The Post Mortem Cult of Celebrities

Read our research questions first, then for a TL;DR, take a look at our poster

Research questions

When a author/artist died, What trend of popularity occurs on their related product on amazon? (For an author; it's book, for an actor; related movies,... etc)
What's this impact in function of the type of artwork the author/artist did? (musics/books/films/...)

Abstract

It is often said, ironically, that Van Gogh never sold a painting in his lifetime while he is one of the most famous painters in history. Is this an isolated case? Is it possible that society has a greater interest in the works of deceased personalities rather than those of their contemporaries? And if so, is this interest more marked when the news is still fresh?

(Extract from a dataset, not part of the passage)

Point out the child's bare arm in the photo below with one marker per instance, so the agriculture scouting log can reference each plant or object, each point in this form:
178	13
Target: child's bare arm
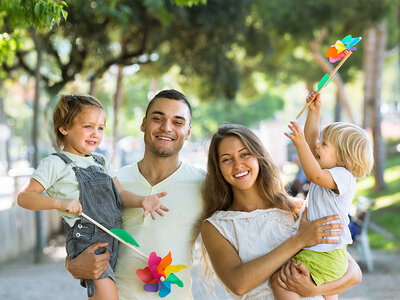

The following project aims to analyze the effect of artists / authors’ death on sales of their own work. It starts with the hypothesis that a real societal phenomenon exists, which we will call "post-mortem worship", according to which people feel more interested in the works of artists / authors after their recent decease. The second assumption, is that this phenomenon can be reduced to the artistic and literary community, which are those concerned with mass celebrity. The last assumption is that the current means of communication allow the whole society concerned, in this case American, to know the news few time after the event. Especially if it is about well-known people.

By working on data from Amazon, the giant of online commerce, and Wikipedia, the most famous encyclopedia of the web, it is possible to test the post-mortem worship effect. Indeed, the first part of this project consisted of the extraction of the data of interest from Amazon and Wikipedia. This required to filter Amazon data to contain only the required cathegories, clean it and store it in a convenient format for future implementations. Otherwise, the list of authors deceased in the time interval corresponding to Amazon's data, was scrapped from Wikipedia and stored in a compact and easy-to-use format. The second part of the research will be based on the extraction of quantifiable features (interest in the form of number of reviews, appraisal index of reviews, temporal dimensionnality...) in order to allow a mathematical analysis of the data. The last conclusions will be drawn based on mathematical results and hypothesis testing.

Dataset

We want to use the Amazon datasets provided in the course, both the review and the metadata dataset. (So at most 20 + 3.1 gb in Json). But we will use only specific categories related the creation by an author/artist. (musics/books/films/...) Since we're very interested in the amount of reviews as a metric of interest, we will restrict our data to the 5-core dataset, as to have at least a few reviews per product. The interest rate in function of time will be computed with the help of the review content and their dates. (text analysis) To correlate this interest rate, we will need artists'/authors' death and their corresponding work. For this we will use Wikipedia and scrap the useful data needed for our project.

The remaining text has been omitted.